Tuesday, June 2, 2009

Having Fun Unamplified

The Kenwood Players have recently done three performances that were well received, the latest being the fund raiser for Celebrate Orange. Not using amplification seems to let the audience enjoy themselves more than they would if they were having to talk over the amplified sound. We can play and sing loudly enough to be clearly heard while the audience can visit comfortably with one another. By not blasting the audience with amplified sound, we seem to be encouraging more actively engaged listening.

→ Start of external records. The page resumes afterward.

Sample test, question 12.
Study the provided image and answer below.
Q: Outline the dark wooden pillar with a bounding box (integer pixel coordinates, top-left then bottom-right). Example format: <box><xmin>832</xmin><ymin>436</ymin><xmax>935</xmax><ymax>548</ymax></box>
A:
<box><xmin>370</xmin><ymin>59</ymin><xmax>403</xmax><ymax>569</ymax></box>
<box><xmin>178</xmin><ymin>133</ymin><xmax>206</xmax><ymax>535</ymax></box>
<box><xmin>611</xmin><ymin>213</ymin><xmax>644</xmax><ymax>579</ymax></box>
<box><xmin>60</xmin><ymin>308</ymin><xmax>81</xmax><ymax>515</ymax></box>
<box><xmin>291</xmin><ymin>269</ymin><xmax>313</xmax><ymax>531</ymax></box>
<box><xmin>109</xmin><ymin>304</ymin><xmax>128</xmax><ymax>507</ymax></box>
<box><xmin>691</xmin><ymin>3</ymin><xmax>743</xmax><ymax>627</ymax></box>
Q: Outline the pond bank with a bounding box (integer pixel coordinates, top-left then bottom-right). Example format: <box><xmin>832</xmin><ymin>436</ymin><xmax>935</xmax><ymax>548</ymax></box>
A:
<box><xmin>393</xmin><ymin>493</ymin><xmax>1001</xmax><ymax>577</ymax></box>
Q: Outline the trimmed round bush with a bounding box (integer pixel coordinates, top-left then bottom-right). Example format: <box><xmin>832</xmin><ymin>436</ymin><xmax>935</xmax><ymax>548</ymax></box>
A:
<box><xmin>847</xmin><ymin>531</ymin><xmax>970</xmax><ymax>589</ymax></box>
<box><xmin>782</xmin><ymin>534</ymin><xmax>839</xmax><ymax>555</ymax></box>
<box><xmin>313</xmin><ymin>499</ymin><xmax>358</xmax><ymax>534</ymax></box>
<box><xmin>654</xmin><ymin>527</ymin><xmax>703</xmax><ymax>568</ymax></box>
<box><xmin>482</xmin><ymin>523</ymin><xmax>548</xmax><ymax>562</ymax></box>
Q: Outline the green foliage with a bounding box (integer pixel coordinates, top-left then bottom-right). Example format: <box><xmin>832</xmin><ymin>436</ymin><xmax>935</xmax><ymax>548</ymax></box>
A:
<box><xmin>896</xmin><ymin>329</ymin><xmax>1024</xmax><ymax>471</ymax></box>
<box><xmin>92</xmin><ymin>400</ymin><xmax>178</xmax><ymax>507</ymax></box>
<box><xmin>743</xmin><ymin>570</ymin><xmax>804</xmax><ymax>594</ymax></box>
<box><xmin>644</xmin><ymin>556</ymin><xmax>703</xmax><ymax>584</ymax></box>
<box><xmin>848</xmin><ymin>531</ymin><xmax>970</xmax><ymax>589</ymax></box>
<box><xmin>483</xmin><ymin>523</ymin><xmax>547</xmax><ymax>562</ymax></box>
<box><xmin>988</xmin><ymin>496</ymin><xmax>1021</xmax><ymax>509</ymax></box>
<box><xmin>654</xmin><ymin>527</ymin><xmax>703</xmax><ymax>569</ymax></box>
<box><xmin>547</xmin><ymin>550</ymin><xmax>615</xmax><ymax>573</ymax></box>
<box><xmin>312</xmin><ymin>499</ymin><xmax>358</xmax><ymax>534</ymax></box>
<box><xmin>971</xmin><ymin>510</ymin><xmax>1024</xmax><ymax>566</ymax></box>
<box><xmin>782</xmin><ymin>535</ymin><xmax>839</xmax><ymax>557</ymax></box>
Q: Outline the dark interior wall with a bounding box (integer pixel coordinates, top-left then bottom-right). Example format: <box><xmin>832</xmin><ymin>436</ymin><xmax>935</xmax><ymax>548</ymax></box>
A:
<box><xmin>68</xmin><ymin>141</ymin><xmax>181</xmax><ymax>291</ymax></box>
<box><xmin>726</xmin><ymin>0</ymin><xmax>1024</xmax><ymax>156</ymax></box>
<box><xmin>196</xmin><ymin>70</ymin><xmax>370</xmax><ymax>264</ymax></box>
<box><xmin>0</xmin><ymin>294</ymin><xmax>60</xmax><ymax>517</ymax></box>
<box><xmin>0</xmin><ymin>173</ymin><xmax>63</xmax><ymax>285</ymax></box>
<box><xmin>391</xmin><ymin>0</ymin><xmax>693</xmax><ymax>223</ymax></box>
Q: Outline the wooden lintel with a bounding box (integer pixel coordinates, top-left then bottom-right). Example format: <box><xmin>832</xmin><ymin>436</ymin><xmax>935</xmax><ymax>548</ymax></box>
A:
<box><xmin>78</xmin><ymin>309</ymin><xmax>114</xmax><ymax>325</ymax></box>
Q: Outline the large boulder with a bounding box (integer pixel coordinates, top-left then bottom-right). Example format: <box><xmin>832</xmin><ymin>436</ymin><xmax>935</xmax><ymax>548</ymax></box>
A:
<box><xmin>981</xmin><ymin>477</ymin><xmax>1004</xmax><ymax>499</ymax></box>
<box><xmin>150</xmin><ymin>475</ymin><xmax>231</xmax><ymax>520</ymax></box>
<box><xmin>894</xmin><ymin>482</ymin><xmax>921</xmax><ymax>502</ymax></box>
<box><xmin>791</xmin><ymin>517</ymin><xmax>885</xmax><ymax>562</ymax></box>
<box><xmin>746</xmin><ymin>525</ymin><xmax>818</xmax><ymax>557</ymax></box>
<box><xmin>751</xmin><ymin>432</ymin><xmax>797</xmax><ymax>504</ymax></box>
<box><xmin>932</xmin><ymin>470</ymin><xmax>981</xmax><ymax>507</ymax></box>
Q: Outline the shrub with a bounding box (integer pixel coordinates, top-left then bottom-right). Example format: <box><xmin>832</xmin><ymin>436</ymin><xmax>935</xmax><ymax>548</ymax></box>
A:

The other thing is the having fun part. I've always moved with the music when playing the guitar and banjo. It makes performing more fun for me, and it also was the way I "conducted" the music in my music therapy sessions. After Dixie performances I always get people saying how they get a kick out of watching me have fun making music. With the Kenwood Players I think there's more of that because we're in the Preservation Hall mode of improvising our way along, which is a really fun thing to do, but also is another way for attentive audience members to see how we're having fun trying different ways of playing the songs.

Recorded music changed performed music in lots of ways having to do with setting high expectations and the putting the focus on creating "definitive" interpretations of music. What a live performance can do better than recorded music is to transmit to the audience - through sound, gesture, attitude and general behavior - the fun and fellowship we're having making the music, which adds a therapeutic dimension to live music.